Some integral codes have special models that have been developed for particular plants. They therefore cannot be applied or it is difficult to apply them to new plants. It is also difficult to apply them to new experiments for the purposes of code validation. The MAAP code developed by EPRI is an integrated severe accident code, which has specific models for specific plants and phenomena. A special version AP600-MAAP has been developed for evaluation of AP600 safety (IAEA-TECDOC-752, 1994).

In general, in advanced LWR designs, there is a requirement for much stronger thermal-hydraulic coupling between the primary circuit and containment. This has led to the coupling of some system thermal-hydraulic codes, e. g. RELAP5 with the containment code CONTAIN.

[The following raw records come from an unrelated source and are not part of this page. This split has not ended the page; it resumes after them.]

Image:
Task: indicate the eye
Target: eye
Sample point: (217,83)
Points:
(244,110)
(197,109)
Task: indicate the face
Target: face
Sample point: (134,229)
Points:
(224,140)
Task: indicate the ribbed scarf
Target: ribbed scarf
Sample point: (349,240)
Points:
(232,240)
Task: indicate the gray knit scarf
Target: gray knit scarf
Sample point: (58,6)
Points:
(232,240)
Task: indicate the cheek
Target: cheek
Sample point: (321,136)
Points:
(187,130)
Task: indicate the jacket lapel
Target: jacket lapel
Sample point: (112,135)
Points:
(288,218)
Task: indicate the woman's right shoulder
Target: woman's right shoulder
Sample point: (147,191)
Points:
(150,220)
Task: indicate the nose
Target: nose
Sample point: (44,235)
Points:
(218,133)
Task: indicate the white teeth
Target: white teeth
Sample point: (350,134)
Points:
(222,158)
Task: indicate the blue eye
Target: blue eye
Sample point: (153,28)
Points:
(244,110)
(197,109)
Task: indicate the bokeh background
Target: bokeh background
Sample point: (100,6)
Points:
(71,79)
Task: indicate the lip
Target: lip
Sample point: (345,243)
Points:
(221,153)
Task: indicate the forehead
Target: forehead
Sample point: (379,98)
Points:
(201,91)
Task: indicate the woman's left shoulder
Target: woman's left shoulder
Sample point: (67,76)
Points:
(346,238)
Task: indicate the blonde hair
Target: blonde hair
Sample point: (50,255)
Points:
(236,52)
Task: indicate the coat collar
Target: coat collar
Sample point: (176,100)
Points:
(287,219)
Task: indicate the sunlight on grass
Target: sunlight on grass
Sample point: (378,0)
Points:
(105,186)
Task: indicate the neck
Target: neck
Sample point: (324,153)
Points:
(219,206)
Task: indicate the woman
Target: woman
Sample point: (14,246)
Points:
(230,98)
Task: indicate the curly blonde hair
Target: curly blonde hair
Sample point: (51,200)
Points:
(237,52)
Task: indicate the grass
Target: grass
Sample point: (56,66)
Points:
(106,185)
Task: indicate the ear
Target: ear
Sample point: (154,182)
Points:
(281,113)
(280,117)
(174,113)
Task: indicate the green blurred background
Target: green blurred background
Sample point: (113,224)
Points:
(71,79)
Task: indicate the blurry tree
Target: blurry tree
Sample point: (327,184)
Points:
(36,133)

Many evolutionary passive designs have large pools as heat sinks and condensers. To be effective, these need to be well mixed and the effectiveness of these pools needs to be established. The system thermal-hydraulic codes do not have the required mechanistic mixing models and therefore need to be benchmarked against CFD codes.

The system codes have limitations in their modelling of condensation, particularly in the presence of non-condensables or 3D effects.

Finally, it has been established that the performance of the system codes in buoyancy-driven situations is less robust, than in their application to the modelling of high-pressure forced convection flows, the regimes for which they were originally developed. Much effort has been expended in improving the performance of these codes in low-pressure applications in current generation reactors, e. g. in the modelling of shutdown accidents. Generally, later versions of the system codes, e. g. RELAP5 are much more robust (compared with earlier versions in this respect).